Those who journey to Parnassus go at their particular gaits. Some hobble, like Carlyle. Some stagger, like Henry James. Some swing along gracefully, like Addison. Some minuet, like Stevenson. Some swagger, like Marlowe. A great, great many simply walk. By courtesy we name all manners of proceeding ” style ” ” literary style.” The road to the White House is not identical with the pathway up Parnassus. Yet those who walk must have a stride, those who speak must have a style, and Mr. Coolidge has just presented the public with a new specimen of the Presidential literary gait—in 1,120 words he addressed the National Convention of the American Red Cross. By measurement, Calvin Coolidge covered 1,120 words in 62 sentences —an average stride of 18 words a period. This is a short, a simple, almost a mincing gait. It has no nourishes. Full 33 of these 62 propositions are what English teachers recognize as ” simple declarative sentences.”

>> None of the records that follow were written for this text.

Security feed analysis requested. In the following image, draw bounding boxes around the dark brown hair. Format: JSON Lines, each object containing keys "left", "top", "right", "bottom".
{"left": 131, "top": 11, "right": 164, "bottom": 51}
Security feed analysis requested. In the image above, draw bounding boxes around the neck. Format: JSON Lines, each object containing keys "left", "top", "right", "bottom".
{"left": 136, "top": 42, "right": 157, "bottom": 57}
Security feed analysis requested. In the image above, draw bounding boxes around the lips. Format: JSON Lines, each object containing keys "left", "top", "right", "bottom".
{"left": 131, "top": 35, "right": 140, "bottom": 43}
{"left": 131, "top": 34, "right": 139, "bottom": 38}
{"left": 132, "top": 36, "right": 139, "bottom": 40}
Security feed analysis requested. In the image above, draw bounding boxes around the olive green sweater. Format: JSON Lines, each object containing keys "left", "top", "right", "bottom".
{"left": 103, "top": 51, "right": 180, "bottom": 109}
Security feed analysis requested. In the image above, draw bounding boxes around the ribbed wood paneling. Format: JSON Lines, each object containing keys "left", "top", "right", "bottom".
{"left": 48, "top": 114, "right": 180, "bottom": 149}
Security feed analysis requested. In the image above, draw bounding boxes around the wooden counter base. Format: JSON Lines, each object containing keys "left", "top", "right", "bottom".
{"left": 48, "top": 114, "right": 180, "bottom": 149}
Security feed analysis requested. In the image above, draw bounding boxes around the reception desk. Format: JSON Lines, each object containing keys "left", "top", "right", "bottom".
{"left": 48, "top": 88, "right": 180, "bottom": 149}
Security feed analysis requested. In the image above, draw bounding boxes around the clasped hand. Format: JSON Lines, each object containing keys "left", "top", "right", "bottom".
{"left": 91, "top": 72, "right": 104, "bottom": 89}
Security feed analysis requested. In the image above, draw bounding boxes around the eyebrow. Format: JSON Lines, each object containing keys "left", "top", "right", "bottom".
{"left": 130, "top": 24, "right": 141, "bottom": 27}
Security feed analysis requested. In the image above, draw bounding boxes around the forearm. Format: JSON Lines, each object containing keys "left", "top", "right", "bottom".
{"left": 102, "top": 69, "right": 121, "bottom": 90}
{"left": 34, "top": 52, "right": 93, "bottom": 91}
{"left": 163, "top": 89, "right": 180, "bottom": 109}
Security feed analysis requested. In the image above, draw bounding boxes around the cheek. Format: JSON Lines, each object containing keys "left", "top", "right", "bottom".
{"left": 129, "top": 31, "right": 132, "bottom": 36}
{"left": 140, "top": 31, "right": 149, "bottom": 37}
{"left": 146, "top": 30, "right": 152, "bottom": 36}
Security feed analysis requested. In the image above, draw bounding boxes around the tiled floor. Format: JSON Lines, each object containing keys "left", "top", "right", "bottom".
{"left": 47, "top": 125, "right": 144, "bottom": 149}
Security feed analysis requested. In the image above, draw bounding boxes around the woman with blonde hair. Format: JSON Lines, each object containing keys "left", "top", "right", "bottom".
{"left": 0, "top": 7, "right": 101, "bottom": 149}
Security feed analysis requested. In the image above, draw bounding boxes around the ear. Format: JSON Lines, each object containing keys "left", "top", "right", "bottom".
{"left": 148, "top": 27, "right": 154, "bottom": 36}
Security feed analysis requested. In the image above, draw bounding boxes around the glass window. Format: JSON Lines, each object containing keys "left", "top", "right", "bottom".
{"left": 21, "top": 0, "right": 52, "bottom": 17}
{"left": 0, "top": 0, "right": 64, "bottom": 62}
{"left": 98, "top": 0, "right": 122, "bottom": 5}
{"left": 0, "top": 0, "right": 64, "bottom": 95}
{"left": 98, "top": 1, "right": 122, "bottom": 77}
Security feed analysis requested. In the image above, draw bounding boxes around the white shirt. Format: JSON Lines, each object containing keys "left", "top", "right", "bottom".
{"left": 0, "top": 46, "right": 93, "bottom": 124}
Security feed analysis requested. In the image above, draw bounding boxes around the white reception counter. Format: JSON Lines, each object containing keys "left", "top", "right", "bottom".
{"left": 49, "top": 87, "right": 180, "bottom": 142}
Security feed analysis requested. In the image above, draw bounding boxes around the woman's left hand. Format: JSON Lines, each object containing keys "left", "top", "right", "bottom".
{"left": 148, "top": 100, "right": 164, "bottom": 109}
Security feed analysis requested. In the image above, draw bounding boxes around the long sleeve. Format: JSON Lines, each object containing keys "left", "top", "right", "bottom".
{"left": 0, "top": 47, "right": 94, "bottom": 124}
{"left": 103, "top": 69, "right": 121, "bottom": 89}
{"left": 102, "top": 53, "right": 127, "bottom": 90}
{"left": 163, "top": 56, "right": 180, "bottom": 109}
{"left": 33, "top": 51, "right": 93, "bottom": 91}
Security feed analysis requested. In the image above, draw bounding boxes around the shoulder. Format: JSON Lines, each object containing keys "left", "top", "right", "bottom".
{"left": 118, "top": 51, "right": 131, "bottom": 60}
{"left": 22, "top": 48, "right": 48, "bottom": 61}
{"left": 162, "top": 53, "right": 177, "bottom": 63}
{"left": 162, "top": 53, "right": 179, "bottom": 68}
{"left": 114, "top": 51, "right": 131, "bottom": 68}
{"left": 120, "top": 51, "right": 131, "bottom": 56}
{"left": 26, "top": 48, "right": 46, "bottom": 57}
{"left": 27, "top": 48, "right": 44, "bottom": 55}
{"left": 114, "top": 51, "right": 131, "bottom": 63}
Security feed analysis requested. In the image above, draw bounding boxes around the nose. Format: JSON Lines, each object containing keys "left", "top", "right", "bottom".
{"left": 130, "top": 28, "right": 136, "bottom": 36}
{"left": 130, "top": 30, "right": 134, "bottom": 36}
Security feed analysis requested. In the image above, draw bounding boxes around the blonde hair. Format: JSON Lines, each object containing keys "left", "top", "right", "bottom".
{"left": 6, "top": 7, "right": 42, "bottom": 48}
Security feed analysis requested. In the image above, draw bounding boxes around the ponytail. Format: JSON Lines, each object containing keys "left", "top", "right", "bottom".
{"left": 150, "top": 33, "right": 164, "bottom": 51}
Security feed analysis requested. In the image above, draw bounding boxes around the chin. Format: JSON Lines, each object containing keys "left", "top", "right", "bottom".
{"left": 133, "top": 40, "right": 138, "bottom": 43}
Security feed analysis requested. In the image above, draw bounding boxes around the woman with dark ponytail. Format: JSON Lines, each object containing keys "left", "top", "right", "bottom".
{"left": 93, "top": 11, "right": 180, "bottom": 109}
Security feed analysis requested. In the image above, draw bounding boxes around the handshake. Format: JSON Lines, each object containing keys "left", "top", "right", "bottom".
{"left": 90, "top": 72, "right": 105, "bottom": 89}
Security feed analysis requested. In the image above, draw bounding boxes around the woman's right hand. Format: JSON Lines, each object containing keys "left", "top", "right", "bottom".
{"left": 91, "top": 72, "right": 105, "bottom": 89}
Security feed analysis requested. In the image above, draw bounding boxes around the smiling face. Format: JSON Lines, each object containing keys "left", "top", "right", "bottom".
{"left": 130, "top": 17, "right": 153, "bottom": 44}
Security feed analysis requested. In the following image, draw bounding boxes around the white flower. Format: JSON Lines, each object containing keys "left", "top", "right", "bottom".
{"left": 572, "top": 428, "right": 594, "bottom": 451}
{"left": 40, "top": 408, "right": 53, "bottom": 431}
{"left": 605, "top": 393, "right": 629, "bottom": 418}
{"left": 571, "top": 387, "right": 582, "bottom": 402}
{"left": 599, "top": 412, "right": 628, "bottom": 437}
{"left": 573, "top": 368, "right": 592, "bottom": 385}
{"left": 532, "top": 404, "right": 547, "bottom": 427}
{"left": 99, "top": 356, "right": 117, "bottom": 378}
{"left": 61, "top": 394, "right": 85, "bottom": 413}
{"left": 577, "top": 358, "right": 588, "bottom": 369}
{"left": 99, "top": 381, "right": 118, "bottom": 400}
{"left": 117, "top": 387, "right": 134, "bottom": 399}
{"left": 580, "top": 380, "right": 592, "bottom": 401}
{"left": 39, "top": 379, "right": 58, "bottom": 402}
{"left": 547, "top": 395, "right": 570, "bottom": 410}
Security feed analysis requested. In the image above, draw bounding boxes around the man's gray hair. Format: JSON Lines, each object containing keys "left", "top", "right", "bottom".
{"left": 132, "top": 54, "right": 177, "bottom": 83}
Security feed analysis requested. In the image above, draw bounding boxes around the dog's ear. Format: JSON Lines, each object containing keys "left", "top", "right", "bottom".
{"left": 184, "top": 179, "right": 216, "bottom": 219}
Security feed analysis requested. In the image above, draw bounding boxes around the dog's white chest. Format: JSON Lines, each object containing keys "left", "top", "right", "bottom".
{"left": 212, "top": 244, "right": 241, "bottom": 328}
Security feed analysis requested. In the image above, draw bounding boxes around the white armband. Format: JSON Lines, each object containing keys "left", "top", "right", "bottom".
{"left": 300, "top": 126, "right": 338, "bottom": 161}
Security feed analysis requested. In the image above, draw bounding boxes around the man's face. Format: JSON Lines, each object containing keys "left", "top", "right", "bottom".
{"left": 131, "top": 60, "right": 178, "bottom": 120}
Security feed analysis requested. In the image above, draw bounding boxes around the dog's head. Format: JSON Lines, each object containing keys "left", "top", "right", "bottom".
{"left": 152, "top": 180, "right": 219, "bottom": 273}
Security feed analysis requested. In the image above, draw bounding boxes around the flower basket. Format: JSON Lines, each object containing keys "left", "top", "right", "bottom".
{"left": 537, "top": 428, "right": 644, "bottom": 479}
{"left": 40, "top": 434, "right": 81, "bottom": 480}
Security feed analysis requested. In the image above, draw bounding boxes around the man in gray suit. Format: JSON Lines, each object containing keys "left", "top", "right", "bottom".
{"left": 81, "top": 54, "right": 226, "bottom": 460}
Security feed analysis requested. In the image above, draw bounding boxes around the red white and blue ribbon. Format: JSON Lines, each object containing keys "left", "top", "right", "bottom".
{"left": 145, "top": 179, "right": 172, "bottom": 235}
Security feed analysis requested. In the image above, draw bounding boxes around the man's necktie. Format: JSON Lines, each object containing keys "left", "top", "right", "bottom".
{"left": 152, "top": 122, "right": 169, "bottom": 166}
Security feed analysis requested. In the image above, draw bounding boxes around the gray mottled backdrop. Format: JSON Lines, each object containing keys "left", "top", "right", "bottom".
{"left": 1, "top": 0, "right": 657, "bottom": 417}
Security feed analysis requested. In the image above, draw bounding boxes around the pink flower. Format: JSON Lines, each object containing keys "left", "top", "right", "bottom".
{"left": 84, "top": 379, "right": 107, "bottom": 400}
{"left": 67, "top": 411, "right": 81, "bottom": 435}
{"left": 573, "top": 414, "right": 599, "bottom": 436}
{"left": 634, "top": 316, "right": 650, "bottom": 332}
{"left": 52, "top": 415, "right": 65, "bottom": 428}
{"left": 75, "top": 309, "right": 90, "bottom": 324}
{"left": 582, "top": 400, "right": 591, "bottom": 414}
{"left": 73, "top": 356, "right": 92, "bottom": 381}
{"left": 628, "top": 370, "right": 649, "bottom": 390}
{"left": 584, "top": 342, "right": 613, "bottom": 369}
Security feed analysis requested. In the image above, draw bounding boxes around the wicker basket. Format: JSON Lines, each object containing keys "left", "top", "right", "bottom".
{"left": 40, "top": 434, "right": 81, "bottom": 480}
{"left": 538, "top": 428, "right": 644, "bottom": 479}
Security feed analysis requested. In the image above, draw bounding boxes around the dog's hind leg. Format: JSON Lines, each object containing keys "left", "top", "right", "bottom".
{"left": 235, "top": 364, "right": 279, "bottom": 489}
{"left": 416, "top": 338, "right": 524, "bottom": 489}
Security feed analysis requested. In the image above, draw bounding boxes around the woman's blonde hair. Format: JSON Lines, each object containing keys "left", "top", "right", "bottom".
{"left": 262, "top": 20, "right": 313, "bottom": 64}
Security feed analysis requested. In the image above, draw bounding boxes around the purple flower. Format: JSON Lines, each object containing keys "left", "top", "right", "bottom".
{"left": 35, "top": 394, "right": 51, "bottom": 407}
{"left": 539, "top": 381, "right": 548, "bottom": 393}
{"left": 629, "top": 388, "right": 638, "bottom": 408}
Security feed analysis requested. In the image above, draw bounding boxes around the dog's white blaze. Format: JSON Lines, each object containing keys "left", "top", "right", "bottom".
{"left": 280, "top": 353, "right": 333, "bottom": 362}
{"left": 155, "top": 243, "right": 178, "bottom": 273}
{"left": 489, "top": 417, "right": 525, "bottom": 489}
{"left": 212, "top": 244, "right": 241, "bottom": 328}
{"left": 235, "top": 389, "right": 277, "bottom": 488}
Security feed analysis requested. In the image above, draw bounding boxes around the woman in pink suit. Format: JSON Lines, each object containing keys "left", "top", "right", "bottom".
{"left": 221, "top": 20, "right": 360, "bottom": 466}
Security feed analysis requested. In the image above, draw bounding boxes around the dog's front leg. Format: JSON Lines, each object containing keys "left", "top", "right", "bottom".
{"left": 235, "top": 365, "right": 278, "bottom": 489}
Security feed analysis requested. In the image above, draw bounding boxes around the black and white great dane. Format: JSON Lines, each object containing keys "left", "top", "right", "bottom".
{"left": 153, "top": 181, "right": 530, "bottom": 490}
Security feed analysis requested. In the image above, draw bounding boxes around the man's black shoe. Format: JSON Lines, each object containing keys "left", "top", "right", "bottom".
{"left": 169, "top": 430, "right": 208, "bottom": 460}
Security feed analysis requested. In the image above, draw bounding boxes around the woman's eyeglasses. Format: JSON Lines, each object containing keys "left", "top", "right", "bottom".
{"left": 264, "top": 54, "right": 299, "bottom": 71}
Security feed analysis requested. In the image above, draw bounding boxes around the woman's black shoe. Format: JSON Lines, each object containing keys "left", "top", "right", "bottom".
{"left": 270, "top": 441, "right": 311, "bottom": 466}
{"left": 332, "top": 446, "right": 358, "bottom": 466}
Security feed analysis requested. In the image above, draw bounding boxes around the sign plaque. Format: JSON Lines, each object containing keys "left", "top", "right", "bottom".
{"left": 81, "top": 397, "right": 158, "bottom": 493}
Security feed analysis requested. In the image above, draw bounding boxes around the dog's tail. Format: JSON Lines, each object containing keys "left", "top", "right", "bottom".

This style is something very near a record, for Presidents. With random excerpts from Presidential speeches, one can make up statistics:
Average No. Words Per Sentence
Coolidge . 18.0 Lincoln 26.6 Harding 28.9 Wilson 31.8 Taft 39.9 Roosevelt 41.0 Washington 51.5
For Puritan simplicity Calvin Coolidge leads all the rest. A few sentences from Mr. Coolidge’s peroration:
” This organization had its beginnings in the day of Abraham Lincoln. It is representative of the dominant influences of his time. It partakes of his spirit. It shows the way to a larger freedom. Our country could secure no higher place in history than to have it correctly said that the Red Cross is truly American.”
Seven-league sentences are absent from the Presidential rhetoric.